Less than two weeks before Venezuela’s presidential election, the head of security for a key opposition figure has been arrested, further raising concerns that the country will not see a fair contest on 28 July, when Nicolás Maduro will seek a third term.
María Corina Machado, the opposition’s outspoken figurehead, wrote on X that her security chief, Milciades Ávila, had been detained early on Wednesday, the latest in string of arrests of opposition activists and staffers.
Machado herself was barred from running by a court decision over alleged fraud violations, which she denies. She tried to appoint a substitute, who was also blocked.
Since then, the opposition has rallied around the candidacy of the retired diplomat Edmundo González, who is leading the polls. He posted a video in which he “denounced the arbitrary detention” of Ávila.
Machado wrote on X: “Maduro has made violence and repression his campaign.”
She wrote that her head of security had been part of her team for the last 10 years, adding: “Ávila has accompanied me around the country and risked his life defending me.
“Early this morning, he was abducted by the regime, accused of gender violence against some women who last Saturday tried to attack Edmundo and me,” she wrote.
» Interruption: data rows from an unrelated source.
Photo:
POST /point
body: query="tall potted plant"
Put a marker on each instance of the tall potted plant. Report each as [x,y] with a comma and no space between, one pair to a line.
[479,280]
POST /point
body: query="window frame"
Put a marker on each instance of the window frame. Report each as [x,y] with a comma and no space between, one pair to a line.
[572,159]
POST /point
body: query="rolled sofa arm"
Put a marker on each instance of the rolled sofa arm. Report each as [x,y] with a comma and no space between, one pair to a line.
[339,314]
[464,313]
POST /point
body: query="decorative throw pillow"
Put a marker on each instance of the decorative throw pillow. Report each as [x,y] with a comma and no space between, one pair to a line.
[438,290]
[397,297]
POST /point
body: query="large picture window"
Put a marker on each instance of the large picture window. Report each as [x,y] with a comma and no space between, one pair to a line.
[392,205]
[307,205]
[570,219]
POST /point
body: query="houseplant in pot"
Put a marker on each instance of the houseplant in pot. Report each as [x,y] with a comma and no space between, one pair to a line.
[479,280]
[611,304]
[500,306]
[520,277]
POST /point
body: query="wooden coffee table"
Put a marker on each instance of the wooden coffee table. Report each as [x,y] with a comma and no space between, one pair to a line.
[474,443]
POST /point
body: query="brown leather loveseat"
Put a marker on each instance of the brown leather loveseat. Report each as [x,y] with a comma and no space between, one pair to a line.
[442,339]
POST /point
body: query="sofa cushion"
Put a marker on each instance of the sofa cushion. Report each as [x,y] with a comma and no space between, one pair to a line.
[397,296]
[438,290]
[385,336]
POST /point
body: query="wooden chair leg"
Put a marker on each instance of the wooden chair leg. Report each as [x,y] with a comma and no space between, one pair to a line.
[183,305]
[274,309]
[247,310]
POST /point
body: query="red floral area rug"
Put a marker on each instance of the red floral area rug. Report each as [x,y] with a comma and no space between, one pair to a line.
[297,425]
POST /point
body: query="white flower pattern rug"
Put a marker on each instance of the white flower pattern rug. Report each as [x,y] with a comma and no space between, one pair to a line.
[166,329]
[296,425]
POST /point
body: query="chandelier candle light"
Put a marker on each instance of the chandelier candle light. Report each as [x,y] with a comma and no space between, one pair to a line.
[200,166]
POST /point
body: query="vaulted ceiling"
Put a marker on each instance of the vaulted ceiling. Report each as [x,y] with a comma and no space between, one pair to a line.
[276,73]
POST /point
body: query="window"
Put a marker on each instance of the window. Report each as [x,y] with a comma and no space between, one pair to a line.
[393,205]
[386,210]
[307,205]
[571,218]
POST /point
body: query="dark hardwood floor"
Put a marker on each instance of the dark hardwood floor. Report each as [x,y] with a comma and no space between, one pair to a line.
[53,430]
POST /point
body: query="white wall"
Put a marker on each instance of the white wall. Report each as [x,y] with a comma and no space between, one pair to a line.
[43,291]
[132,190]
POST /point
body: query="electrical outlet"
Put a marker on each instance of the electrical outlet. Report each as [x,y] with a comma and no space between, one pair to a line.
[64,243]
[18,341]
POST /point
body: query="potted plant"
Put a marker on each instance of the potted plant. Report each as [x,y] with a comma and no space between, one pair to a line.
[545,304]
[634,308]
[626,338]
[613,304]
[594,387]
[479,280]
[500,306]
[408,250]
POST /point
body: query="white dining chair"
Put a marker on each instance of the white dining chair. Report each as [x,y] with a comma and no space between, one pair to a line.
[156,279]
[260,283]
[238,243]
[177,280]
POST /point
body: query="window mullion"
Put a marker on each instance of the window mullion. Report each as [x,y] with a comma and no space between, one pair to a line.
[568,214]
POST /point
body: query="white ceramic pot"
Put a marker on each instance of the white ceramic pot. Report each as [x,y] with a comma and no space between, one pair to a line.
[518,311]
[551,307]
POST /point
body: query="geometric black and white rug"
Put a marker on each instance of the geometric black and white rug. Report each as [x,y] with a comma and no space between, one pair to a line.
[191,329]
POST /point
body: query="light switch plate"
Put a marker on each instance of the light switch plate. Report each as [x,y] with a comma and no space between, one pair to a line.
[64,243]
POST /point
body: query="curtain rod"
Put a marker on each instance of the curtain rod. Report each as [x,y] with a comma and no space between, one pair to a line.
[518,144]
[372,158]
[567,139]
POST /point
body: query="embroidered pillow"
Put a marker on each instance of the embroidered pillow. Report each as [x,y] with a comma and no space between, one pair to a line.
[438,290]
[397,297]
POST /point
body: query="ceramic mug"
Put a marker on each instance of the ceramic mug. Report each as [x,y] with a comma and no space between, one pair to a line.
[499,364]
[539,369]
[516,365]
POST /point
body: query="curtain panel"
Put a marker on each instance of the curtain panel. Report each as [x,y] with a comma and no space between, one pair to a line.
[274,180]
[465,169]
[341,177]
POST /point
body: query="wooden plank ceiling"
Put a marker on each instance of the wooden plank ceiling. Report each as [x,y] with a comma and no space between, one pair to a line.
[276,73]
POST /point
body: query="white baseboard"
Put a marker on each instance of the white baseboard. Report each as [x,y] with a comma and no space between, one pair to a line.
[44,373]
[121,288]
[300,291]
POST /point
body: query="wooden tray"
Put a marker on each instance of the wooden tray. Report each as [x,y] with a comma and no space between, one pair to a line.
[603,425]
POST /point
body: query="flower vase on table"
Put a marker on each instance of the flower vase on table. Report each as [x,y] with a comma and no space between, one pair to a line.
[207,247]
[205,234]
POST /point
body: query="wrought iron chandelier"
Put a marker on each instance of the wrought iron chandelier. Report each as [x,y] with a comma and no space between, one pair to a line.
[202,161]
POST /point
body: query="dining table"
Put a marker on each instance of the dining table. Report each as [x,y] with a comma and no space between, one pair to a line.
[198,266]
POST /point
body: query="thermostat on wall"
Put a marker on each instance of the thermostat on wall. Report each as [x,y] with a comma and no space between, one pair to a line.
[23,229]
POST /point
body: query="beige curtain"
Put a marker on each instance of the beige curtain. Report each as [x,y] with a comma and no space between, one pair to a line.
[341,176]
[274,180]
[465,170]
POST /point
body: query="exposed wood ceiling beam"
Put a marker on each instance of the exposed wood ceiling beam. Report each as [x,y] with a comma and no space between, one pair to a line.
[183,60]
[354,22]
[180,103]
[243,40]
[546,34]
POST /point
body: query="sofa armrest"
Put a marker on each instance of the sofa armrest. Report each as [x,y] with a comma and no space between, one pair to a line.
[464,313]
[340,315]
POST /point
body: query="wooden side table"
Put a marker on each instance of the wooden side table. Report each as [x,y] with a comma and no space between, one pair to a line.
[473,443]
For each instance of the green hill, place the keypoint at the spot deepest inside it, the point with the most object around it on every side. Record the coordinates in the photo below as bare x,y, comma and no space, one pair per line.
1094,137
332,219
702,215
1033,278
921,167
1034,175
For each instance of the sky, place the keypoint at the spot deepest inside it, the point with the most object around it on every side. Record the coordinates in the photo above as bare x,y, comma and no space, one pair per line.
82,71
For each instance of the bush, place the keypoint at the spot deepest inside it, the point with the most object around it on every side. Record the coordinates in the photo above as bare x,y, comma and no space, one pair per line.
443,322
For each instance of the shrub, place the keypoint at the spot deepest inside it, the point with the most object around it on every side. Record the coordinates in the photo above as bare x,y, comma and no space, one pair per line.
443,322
Last Saturday, her party, Vente Venezuela, published on social media that “unidentified men and women forcibly entered a restaurant in La Encrucijada where María Corina and Edmundo González and their teams were eating.”
A video posted on X shows two women confronting the politicians. A group of men stands in front of them, and one of the women shouts: “Don’t touch me.”
María Corina Machado wrote: “There are dozens of witnesses and videos proving that this act was a planned provocation to leave us without protection 11 days before 28 July.
The Venezuelan NGO Foro Penal reported that, this year alone, Venezuelan authorities had arrested 102 people linked to Edmundo González’s campaign.
The NGO’s vice-president, Gonzalo Himiob Santomé, said that the arrests reflected “a clear pattern of action against activists, militants, and even collaborators or individuals who provide their services” to the opposition leaders.
“This constitutes a serious and unambiguous indication that a systematic and widespread scheme of restriction is being executed from power against the citizenry due to the specific identity of a group of citizens who identify with the political option proposed by María Corina Machado and Edmundo González,” said Santomé.